Зная, что она может долго доходить до сути дела, он быстро спросил:

— Что случилось? Шон не пострадал?

— Нет, он в полном порядке, Келл. Хотя… он привел с собой женщину… Настоящую леди. И боюсь, задумал что-то плохое. В руках у него хлыст, и он привязал ее к кровати.

Темные брови Келла сошлись на переносице. Час от часу не легче: его младший братец, записной шалун, опять выкинул какую-то идиотскую шутку? А расхлебывать придется ему, Келлу. Шон и раньше отличался жестокостью, был несдержан. Но чтобы так поступить с женщиной! Что она могла ему сделать, черт его побери?..

Эмма Уолш в тревоге заломила руки.

— Репутация нашего дома… — проговорила она. — Нашего клуба… Если он осмелится совершить насилие… Боже мой…

Келл не меньше тревожился о добром имени клуба, и последнее предположение не на шутку обеспокоило его. Однако нужно все досконально узнать, и в первую очередь, кто эта женщина и чем вынудила Шона предпринять такие действия. Или он совсем уже спятил, его милый братец?

— Остановите его как можно скорее, Келл! — продолжала причитать Эмма. — Женщину зовут Рейвен Кендрик, насколько я поняла вашего брата. У нее связи в высшем обществе.

Имя было ему знакомо. За прошедшее лето он несколько раз видел его обладательницу. Знал также, что его брат — грубый неотесанный чурбан. Он всегда отличался полной непредсказуемостью чувств и способов их выражения, хотя где-то в глубинах души оставался неуверенным в себе, запуганным ирландским мальчишкой. Этот самый Шон влюбился чуть ли не с первого взгляда в Рейвен Кендрик, о чем поведал старшему брату. Тогда Келл только отмахнулся от очередной глупости младшего.

— Где они? — спросил он Эмму.

— У вас в спальне.

Он бросился по коридору к дверям спальни, но та была заперта на ключ. Позвав брата и не получив ответа, Келл через соседнюю комнату ворвался в спальню и застыл в дверях. Да, все шло к тому, о чем говорила Эмма, если уже не случилось…

На его кровати лежала женщина, одежда ее была скомкана, руки вскинуты вверх и привязаны к изголовью. Она не была совсем раздета, но длинные стройные ноги обнажены, плечи и грудь тоже, хотя их частично прикрывали густые темные волосы.

Невольно он загляделся на нее. Так вот она какая, мисс Рейвен Кендрик, о которой столько разговоров в этом сезоне.
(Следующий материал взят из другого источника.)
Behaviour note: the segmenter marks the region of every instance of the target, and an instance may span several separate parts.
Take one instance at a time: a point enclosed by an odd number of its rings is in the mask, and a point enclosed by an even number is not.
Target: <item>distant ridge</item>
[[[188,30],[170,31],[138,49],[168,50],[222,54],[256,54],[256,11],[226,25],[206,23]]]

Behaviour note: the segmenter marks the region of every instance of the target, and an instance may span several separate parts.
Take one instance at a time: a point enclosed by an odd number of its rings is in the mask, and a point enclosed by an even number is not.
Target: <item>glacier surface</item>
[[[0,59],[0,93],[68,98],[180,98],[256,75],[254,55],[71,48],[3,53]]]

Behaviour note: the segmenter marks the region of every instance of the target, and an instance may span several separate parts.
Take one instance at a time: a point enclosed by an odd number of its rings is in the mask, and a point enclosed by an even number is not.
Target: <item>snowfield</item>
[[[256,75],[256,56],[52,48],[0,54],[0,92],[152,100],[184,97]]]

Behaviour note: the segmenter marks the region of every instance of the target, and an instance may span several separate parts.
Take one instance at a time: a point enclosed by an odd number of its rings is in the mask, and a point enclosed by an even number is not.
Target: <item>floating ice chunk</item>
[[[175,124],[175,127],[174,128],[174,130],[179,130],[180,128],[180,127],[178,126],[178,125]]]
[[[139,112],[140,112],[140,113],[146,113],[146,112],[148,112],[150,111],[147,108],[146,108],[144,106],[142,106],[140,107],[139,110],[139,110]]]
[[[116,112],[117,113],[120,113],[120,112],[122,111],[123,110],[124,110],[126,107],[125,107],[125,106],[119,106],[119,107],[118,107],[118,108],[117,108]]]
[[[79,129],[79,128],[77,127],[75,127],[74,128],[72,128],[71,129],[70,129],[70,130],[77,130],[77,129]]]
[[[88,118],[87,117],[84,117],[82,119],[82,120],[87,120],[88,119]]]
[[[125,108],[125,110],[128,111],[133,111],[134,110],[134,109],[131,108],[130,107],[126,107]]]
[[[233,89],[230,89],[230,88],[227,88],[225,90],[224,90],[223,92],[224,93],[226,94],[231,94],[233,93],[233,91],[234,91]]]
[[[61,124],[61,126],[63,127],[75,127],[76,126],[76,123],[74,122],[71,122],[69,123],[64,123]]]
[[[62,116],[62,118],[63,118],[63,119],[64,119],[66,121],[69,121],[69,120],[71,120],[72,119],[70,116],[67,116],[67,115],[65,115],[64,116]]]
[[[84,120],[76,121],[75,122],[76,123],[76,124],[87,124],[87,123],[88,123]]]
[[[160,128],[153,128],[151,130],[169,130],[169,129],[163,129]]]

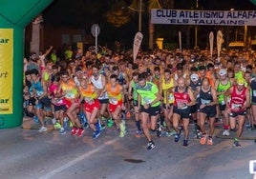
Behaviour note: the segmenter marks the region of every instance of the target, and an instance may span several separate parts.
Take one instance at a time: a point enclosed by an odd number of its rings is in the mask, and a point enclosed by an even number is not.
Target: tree
[[[131,20],[126,10],[123,10],[123,7],[126,7],[126,4],[117,0],[105,15],[107,22],[116,28],[123,26]]]

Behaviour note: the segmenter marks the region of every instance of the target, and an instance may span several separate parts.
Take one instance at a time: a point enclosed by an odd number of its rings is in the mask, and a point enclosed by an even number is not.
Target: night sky
[[[148,2],[148,0],[142,1],[145,4]],[[159,1],[163,2],[164,0]],[[129,6],[132,0],[54,0],[43,11],[44,23],[82,28],[88,34],[91,33],[93,24],[99,24],[99,43],[106,44],[115,40],[121,40],[124,44],[130,45],[138,31],[138,13],[133,13],[127,24],[117,28],[107,22],[106,13],[113,8],[120,10],[121,6]],[[195,10],[195,2],[196,0],[175,0],[174,9]],[[249,0],[199,0],[199,9],[204,10],[229,10],[230,9],[256,10],[256,6]],[[181,26],[158,25],[155,30],[155,37],[163,37],[168,42],[177,41],[177,31],[181,28],[182,29]],[[208,27],[202,32],[217,30],[218,27]],[[142,33],[145,37],[148,37],[148,16],[146,12],[142,13]],[[125,38],[123,34],[125,34]],[[147,44],[146,40],[147,38],[143,40],[144,44]],[[191,39],[191,41],[193,40]]]

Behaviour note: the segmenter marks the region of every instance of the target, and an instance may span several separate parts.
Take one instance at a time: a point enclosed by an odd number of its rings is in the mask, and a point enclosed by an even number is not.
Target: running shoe
[[[100,120],[97,119],[97,122],[96,123],[96,130],[100,131],[101,130],[101,124],[100,124]]]
[[[34,116],[32,117],[32,120],[33,120],[33,122],[34,122],[35,124],[39,124],[39,119],[38,119],[38,117],[37,117],[36,115],[34,115]]]
[[[209,146],[212,146],[213,145],[213,142],[212,142],[212,138],[211,137],[208,137],[207,145],[209,145]]]
[[[146,146],[146,149],[147,149],[148,150],[151,150],[151,149],[153,149],[154,148],[156,148],[156,145],[155,145],[155,143],[154,143],[153,141],[149,142],[149,143],[147,144],[147,146]]]
[[[177,134],[175,134],[174,142],[179,142],[180,139],[181,139],[181,133],[177,133]]]
[[[93,134],[93,139],[97,138],[99,135],[100,135],[100,131],[98,131],[98,130],[95,131]]]
[[[125,125],[123,123],[120,124],[120,134],[119,137],[124,137],[125,133],[126,133],[126,128]]]
[[[113,124],[114,124],[114,121],[110,118],[109,120],[108,120],[108,127],[109,128],[111,128],[111,127],[113,127]]]
[[[202,138],[200,139],[200,144],[204,145],[206,143],[206,135],[203,134]]]
[[[228,129],[224,129],[223,132],[224,136],[228,136],[229,135],[229,130]]]
[[[61,125],[59,123],[55,123],[54,124],[54,129],[61,129]]]
[[[79,129],[77,132],[77,136],[80,137],[84,133],[85,129]]]
[[[187,147],[188,146],[188,141],[187,140],[183,140],[183,147]]]
[[[131,118],[131,112],[130,111],[127,111],[126,112],[126,119],[130,119]]]
[[[168,136],[168,137],[170,137],[170,136],[174,136],[174,135],[176,135],[176,131],[173,129],[172,131],[167,131],[166,132],[166,135]]]
[[[47,131],[47,128],[46,127],[40,127],[40,129],[38,129],[39,132],[43,132],[43,131]]]
[[[241,145],[239,144],[239,142],[238,141],[234,141],[234,147],[237,147],[237,148],[239,148],[239,147],[241,147]]]
[[[71,121],[70,121],[70,127],[71,127],[71,128],[74,127]]]
[[[143,132],[141,130],[137,130],[136,131],[136,137],[141,137],[141,135],[143,134]]]
[[[68,128],[68,122],[69,122],[69,118],[68,117],[65,117],[64,118],[64,123],[63,123],[63,128],[64,129]]]
[[[66,133],[66,130],[64,129],[64,128],[61,128],[58,134],[64,135],[65,133]]]
[[[161,136],[161,128],[160,128],[160,124],[158,124],[157,136],[158,137],[160,137]]]
[[[71,130],[71,135],[76,135],[78,133],[78,129],[75,127],[73,127],[72,130]]]

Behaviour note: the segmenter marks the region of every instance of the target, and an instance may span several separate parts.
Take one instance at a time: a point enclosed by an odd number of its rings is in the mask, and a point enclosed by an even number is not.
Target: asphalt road
[[[214,137],[213,146],[201,146],[190,128],[187,148],[182,138],[154,136],[156,148],[146,150],[146,139],[135,137],[135,124],[127,121],[129,132],[119,138],[114,127],[97,139],[87,129],[82,137],[57,130],[39,133],[28,129],[32,120],[24,119],[25,129],[0,130],[1,179],[250,179],[249,161],[256,159],[253,140]],[[220,129],[216,134],[220,134]],[[232,134],[233,135],[233,134]],[[245,129],[243,136],[256,136]]]

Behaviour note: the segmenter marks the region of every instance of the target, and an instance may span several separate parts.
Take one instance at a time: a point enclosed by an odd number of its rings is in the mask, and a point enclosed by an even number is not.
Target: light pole
[[[199,1],[196,0],[196,10],[199,9]],[[195,48],[198,47],[198,27],[195,26]]]
[[[139,31],[141,31],[141,24],[142,24],[142,0],[139,0],[139,10],[136,10],[132,7],[123,7],[122,9],[129,9],[133,11],[139,12]]]

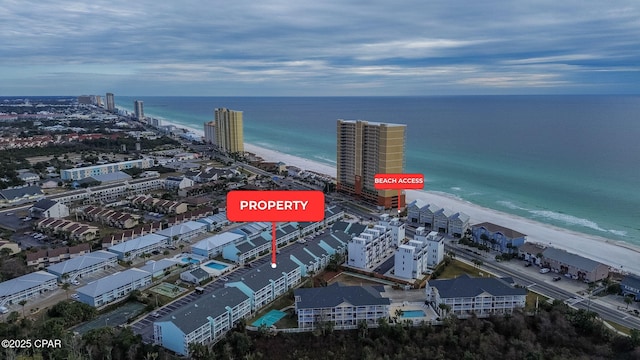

Она лежала совершенно спокойно, глаза были закрыты, и, если бы не беспорядок в одежде и связанные руки, можно было предположить, что она просто отдыхает. Или… или она умерла? Нет, грудь ее слегка вздымалась.

Первым его побуждением было освободить ее от пут, привести в чувство, поставить на ноги. Однако, когда имеешь дело с такой личностью, как его брат, да и с дамочками из высшего света, нужно проявлять особую осторожность. Кто их знает, в конце концов, может, то, что происходит, обусловлено взаимным согласием?..

О ней он мало что слышал. Но во всяком случае, ничего хорошего. Холодная, рассудительная девица, умело привлекавшая внимание многих молодых и не очень молодых мужчин и не менее умело отталкивавшая их всех. В том числе и его брата, который благодаря ей провел несколько месяцев в море, совершенно того не желая.

Что ж, возможно, она и заслужила какое-то наказание за свое поведение с поклонниками, но уж не такое…

Келл перевел взгляд на брата. Тот сидел, развалившись, в уютном кресле возле камина, в одной руке бутылка виски, в другой — хлыст для верховой езды. На его лице бросались в глаза три свежие царапины — следы от ногтей.